Personal information
- Full name: Brahian Milton Alemán Athaydes
- Date of birth: 23 December 1989 (age 35)
- Place of birth: Montevideo, Uruguay
- Height: 1.78 m (5 ft 10 in)
- Position: Attacking midfielder

Team information
- Current team: San Miguel

Youth career
- 0000–2008: Danubio

Senior career*
- Years: Team / Apps / (Gls)
- 2008–2012: Defensor Sporting / 46 / (7)
- 2012–2015: Unión Santa Fe / 68 / (8)
- 2014: → Arsenal de Sarandí (loan) / 19 / (9)
- 2015: Barcelona SC / 37 / (10)
- 2016: LDU Quito / 34 / (4)
- 2017–2018: Gimnasia LP / 42 / (7)
- 2018–2019: Al-Ettifaq / 25 / (4)
- 2019–2023: Gimnasia LP / 94 / (16)
- 2023: Banfield / 28 / (1)
- 2023: → Al-Batin (loan) / 8 / (0)
- 2024: Tigre / 11 / (0)
- 2024: Universidad de Concepción / 13 / (0)
- 2025–: San Miguel / 10 / (0)

International career
- 2012: Uruguay U23 / 3 / (0)

= Brahian Alemán =

Uruguayan footballer (born 1989)

Brahian Milton Alemán Athaydes (born 23 December 1989) is a Uruguayan footballer who plays as an attacking midfielder for Primera Nacional club San Miguel.

==Career==
After a spectacular 2014 season with Arsenal de Sarandí, scoring nine goals and grabbing two assists, Alemán was linked to a number of clubs.

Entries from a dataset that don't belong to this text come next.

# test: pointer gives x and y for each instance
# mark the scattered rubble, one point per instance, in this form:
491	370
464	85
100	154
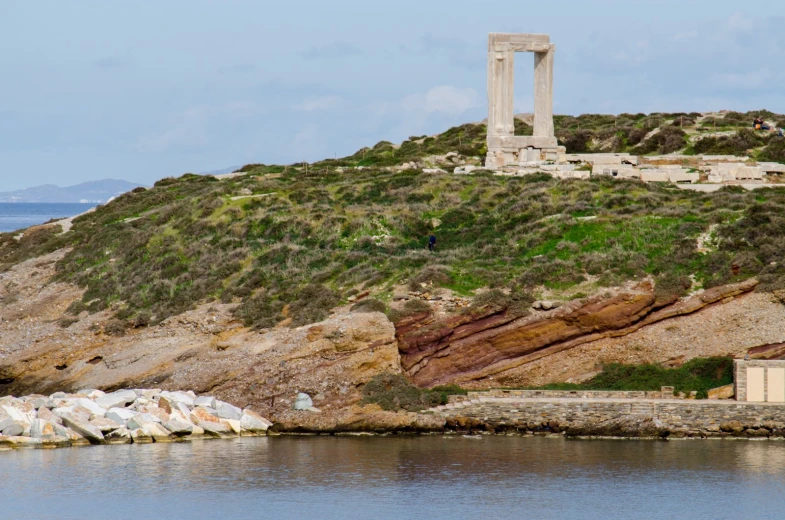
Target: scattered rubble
121	417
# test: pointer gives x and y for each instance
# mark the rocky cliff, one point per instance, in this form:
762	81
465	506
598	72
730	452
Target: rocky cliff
475	346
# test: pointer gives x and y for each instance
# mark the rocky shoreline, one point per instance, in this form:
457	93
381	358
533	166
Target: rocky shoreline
126	416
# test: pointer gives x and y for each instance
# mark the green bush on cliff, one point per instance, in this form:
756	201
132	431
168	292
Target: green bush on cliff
288	242
700	374
394	392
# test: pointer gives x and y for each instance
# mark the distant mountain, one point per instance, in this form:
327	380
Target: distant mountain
93	191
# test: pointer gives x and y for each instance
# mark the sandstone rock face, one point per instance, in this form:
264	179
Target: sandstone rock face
205	349
491	341
84	428
723	392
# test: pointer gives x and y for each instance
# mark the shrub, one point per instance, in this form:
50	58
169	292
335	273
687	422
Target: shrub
410	308
699	374
115	327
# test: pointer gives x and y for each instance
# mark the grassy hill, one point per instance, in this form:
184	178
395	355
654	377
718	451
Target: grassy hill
293	242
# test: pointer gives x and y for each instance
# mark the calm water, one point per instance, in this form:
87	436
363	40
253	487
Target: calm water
398	478
20	215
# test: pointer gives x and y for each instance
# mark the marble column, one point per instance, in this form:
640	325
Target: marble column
501	92
543	93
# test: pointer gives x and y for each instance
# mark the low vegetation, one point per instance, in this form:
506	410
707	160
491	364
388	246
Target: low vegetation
288	243
698	375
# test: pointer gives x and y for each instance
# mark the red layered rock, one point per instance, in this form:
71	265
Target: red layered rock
476	345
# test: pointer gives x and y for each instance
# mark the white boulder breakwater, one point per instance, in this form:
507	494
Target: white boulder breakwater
121	417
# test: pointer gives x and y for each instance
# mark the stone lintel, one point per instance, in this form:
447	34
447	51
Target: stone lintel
517	142
517	39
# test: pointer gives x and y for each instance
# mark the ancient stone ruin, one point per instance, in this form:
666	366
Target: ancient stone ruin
504	147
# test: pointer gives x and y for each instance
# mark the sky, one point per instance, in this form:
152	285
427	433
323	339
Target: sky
142	90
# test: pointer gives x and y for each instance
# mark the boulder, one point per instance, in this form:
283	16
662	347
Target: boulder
165	405
121	415
179	428
55	442
253	422
228	411
75	411
722	392
38	401
216	429
121	435
41	429
105	425
159	433
199	415
74	438
206	400
47	415
303	402
13	441
234	425
117	399
184	409
179	397
10	427
140	420
141	436
83	428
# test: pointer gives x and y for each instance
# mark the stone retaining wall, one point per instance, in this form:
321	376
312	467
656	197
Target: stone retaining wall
665	393
618	417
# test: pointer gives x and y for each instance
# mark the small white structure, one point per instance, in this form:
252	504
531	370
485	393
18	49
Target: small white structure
759	381
602	158
619	171
728	172
772	168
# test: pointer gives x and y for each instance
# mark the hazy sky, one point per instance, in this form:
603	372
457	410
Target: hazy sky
146	89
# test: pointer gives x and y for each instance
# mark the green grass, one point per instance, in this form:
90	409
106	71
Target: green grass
394	392
699	375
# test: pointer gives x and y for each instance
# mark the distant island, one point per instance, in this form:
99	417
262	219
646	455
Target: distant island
96	192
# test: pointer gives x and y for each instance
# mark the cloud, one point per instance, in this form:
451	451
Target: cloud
314	103
112	62
333	50
443	99
188	130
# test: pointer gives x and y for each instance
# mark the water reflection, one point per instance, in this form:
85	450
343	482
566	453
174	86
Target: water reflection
418	477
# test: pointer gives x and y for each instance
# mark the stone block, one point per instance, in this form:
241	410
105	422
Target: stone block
141	436
179	428
117	399
722	392
89	404
121	415
83	428
105	424
254	422
159	433
206	400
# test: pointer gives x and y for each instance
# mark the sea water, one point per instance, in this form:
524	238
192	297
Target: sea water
431	477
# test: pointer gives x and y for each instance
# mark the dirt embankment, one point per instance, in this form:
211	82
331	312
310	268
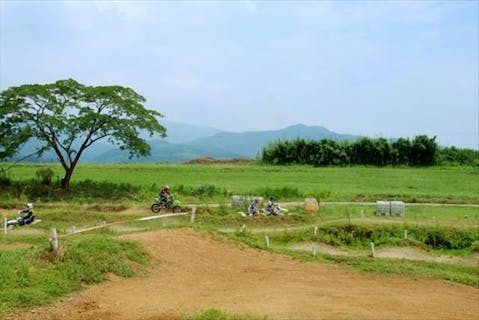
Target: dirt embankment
192	272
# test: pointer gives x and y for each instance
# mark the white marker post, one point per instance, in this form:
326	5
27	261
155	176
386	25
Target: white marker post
193	212
54	239
373	252
242	228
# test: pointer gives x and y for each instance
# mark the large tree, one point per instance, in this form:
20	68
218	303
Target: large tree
68	117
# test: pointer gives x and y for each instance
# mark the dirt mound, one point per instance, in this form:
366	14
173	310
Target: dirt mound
210	160
192	272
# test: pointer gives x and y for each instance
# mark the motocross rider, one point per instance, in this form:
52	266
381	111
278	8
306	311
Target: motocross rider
253	209
165	194
27	215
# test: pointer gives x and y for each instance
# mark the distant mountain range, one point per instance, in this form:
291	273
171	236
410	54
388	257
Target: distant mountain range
188	142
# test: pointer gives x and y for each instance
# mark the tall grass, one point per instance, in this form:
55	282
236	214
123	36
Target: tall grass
35	276
142	181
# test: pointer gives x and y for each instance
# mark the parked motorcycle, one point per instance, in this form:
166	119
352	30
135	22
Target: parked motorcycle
274	209
171	204
21	221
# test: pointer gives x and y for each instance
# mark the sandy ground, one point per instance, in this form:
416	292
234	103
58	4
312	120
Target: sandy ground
192	272
394	253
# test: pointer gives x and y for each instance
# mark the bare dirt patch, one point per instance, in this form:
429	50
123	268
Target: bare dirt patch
395	253
192	272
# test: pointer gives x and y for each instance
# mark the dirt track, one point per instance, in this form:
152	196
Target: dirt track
192	272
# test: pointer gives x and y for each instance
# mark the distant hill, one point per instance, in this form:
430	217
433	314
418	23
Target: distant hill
188	142
249	144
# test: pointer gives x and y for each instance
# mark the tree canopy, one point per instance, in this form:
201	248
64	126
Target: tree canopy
68	117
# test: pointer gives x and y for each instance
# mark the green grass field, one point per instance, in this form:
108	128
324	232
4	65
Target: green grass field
432	184
123	192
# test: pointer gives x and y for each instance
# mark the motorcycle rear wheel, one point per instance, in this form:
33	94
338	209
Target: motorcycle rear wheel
155	207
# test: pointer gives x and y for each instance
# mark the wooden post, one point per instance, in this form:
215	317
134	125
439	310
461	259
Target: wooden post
242	228
54	239
193	212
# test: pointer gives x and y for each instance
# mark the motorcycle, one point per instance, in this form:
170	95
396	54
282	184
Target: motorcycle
274	209
20	221
171	203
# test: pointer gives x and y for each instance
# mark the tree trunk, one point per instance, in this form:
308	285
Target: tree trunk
65	182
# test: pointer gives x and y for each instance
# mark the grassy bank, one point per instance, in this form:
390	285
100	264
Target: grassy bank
32	275
216	182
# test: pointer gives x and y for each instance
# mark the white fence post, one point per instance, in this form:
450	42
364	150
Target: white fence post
373	252
242	228
54	239
193	212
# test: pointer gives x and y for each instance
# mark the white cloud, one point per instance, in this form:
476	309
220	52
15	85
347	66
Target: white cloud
129	10
251	7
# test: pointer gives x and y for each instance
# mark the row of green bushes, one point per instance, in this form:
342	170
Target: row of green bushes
360	235
421	151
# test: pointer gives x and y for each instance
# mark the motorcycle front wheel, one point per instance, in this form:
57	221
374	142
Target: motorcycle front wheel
155	207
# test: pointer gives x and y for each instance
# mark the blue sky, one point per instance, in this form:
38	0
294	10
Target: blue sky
374	68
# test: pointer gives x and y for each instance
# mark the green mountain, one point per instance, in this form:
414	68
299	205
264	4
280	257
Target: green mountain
186	142
250	144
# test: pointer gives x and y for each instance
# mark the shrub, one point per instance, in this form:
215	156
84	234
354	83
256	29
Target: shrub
45	176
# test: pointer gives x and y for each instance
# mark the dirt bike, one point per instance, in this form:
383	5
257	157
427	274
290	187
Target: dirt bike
20	221
161	204
274	209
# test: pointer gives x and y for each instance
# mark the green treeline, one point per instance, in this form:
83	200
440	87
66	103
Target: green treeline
421	151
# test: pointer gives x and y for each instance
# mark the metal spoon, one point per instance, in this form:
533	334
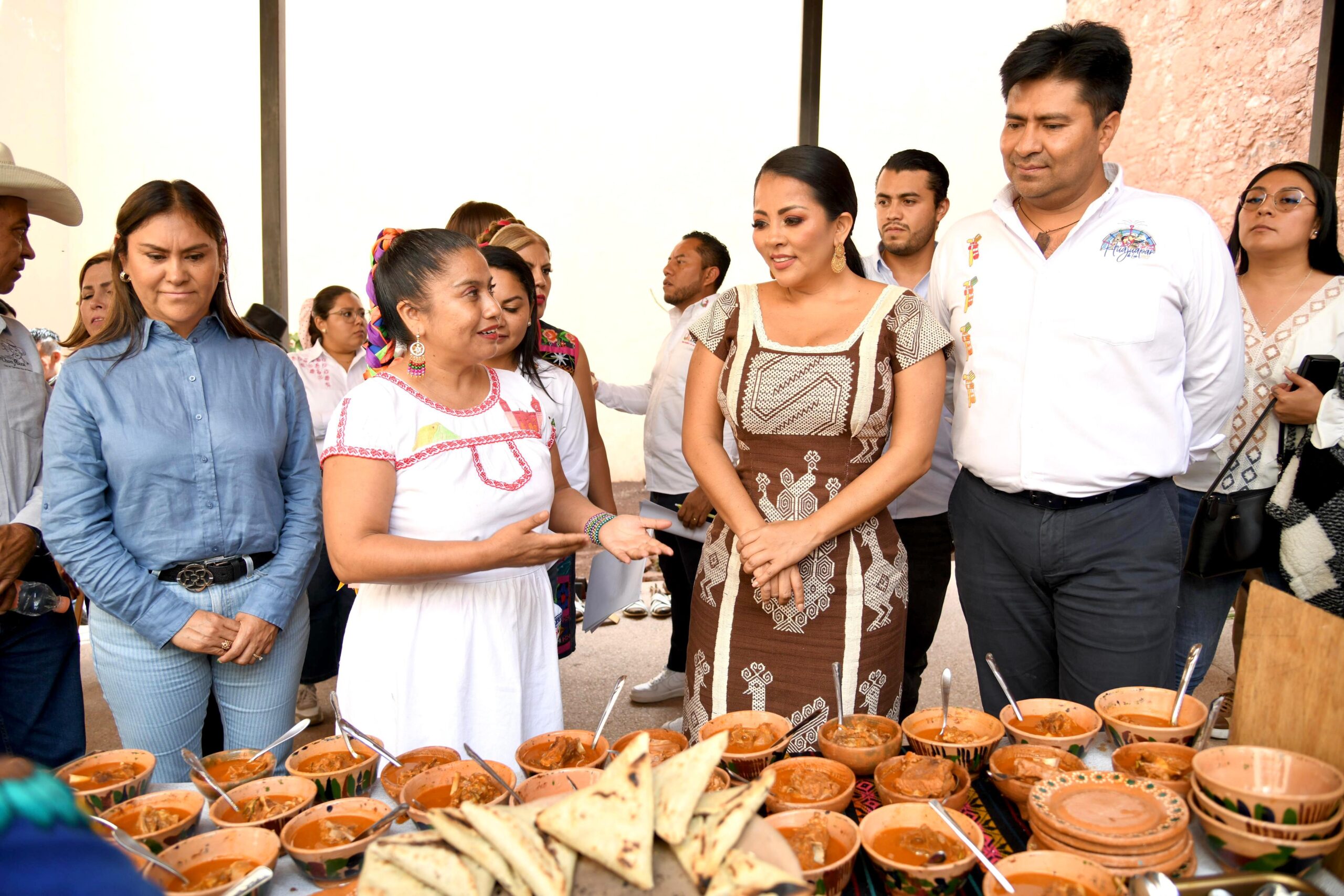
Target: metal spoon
200	767
299	726
994	668
947	696
492	773
1184	680
606	714
1208	729
136	848
961	836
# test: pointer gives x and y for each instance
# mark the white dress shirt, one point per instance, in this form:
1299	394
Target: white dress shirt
326	382
927	496
1116	359
663	404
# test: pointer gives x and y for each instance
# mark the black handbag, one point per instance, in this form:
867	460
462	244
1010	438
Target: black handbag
1233	532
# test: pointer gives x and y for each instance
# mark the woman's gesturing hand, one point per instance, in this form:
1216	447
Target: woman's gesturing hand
518	546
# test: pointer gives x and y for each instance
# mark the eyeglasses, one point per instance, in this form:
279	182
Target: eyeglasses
1285	199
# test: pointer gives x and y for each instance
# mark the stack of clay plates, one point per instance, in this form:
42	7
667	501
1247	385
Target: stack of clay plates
1128	825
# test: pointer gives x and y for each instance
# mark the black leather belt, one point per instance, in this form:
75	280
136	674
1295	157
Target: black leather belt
202	574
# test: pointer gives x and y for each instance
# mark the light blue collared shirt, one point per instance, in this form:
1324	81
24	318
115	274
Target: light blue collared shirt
190	449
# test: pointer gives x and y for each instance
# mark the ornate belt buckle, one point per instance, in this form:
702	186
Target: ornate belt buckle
195	577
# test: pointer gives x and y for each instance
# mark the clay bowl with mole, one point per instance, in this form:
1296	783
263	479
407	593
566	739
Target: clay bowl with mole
922	730
753	762
432	787
860	761
1270	785
1004	762
355	779
1147	712
844	833
1126	758
884	774
842	782
553	784
331	866
213	851
908	878
300	793
1059	867
594	758
1088	724
230	767
185	804
93	797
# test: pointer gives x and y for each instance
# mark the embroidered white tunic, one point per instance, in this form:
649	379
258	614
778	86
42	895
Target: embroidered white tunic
471	657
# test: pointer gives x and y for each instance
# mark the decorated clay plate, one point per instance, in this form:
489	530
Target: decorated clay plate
1109	806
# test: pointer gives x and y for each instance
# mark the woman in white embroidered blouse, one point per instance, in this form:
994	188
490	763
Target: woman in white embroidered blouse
441	476
1290	275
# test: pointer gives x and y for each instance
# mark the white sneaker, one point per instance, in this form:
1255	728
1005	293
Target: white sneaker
664	686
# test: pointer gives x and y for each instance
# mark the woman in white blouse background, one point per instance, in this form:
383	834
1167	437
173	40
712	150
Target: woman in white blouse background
331	364
1285	246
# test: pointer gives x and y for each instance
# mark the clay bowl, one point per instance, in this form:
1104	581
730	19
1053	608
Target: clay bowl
749	765
187	804
932	880
1062	866
1126	758
393	782
956	800
774	801
265	767
1002	763
287	786
330	866
355	781
551	784
1316	830
1150	702
97	800
860	761
585	739
255	844
1270	785
655	734
834	876
1235	849
922	726
1085	718
440	775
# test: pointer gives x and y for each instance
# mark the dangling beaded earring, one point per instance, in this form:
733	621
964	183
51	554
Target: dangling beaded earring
416	363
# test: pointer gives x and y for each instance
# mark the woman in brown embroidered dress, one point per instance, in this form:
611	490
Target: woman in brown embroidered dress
814	371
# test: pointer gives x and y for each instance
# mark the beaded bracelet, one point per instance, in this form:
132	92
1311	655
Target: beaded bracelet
596	524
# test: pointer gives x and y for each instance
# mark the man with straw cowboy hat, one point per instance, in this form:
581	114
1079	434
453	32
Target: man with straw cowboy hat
41	696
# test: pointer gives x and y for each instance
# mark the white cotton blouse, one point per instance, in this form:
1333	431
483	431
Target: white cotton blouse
1315	328
460	475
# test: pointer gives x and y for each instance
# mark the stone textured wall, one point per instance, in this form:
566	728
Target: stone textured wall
1222	89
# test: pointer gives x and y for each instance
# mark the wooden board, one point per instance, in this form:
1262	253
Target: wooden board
1289	690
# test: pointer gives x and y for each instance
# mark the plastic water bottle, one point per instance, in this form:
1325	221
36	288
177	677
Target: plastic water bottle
37	598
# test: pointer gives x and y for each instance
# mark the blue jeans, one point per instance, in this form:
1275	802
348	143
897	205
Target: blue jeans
158	696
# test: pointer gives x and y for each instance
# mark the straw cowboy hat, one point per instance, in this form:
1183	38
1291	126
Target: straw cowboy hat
46	195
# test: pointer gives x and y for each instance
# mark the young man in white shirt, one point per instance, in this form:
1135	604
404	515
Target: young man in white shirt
1098	354
911	201
692	276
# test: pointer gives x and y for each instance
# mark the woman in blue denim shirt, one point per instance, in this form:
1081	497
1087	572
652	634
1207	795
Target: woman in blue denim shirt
182	492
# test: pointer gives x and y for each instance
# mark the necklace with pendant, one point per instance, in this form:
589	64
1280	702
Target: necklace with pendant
1043	236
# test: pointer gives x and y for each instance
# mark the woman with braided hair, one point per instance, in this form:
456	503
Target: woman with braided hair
444	495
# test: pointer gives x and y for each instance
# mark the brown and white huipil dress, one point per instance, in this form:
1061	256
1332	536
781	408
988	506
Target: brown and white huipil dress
808	422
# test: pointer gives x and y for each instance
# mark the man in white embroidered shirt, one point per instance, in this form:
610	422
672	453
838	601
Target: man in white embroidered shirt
1098	354
692	276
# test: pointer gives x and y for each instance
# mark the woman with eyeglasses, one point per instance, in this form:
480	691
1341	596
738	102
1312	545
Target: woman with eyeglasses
330	364
1285	246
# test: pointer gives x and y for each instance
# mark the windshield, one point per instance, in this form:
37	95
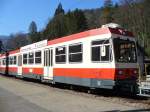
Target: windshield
125	51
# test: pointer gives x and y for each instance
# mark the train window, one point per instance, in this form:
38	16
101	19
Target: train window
4	61
60	54
10	60
98	42
97	48
25	59
75	53
31	58
15	60
38	57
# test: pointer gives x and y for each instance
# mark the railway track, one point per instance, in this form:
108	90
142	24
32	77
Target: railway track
101	94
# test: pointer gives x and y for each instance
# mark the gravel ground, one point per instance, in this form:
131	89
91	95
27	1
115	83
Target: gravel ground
43	98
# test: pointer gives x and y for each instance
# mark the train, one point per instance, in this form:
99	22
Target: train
104	57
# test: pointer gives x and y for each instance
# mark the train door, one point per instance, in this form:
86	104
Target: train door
19	65
48	63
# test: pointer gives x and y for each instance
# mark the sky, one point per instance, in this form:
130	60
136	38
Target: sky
16	15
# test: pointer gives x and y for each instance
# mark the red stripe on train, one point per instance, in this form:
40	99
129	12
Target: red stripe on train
103	73
38	71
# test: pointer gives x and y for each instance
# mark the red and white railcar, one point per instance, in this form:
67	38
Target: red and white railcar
99	58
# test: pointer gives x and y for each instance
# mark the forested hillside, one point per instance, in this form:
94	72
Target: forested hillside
131	14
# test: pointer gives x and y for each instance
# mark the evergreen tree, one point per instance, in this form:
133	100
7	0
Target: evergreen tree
59	10
80	20
107	12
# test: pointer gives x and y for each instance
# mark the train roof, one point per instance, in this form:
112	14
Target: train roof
85	34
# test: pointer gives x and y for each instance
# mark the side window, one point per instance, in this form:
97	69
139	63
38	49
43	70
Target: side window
25	59
60	54
4	61
10	60
75	52
15	60
101	51
31	58
38	57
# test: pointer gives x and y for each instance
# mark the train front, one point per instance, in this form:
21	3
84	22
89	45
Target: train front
126	67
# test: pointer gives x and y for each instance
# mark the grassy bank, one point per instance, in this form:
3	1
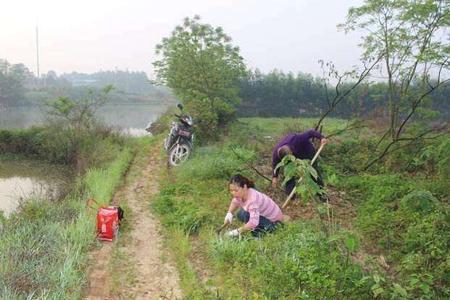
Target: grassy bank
393	248
44	245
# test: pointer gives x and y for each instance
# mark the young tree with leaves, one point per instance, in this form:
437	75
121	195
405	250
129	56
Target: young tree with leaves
202	67
412	37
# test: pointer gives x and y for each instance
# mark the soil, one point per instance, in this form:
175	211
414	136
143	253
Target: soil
154	273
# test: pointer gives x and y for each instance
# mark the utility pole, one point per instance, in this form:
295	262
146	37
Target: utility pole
37	49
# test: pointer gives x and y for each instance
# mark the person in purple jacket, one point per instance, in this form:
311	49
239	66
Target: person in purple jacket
299	145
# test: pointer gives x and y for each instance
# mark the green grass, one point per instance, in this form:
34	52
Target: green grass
301	261
44	246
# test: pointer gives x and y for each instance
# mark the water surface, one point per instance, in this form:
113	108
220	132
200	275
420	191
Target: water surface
21	180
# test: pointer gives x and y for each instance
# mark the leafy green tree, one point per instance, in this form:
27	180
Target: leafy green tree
411	37
202	67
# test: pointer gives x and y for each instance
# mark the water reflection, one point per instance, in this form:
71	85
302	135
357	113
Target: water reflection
23	180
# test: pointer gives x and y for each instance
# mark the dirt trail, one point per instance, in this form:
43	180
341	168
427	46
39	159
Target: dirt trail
155	276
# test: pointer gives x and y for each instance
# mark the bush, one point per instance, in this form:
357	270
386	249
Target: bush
297	261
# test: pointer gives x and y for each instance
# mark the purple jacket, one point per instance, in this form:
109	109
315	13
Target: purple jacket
300	145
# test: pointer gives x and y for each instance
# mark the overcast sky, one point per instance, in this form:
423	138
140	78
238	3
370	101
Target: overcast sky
92	35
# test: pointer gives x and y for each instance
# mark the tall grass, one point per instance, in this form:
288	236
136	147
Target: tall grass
43	247
301	261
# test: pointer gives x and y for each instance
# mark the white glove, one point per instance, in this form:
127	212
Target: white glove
228	218
233	233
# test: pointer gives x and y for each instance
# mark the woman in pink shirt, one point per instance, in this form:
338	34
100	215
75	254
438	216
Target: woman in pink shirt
257	211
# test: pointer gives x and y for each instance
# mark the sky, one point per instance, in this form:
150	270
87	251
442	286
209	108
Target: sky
92	35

Boca Juniors, Independiente, and Barcelona Sporting Club were some of the large number of clubs interested in acquiring Aleman, with the latter ultimately landing Alemán's services for a fee of $3 million. He signed a 3-year contract.

On 14 September 2023, Alemán joined Al-Batin on loan.

In the second half of 2024, Alemán moved to Chile and joined Universidad de Concepción in the Primera B.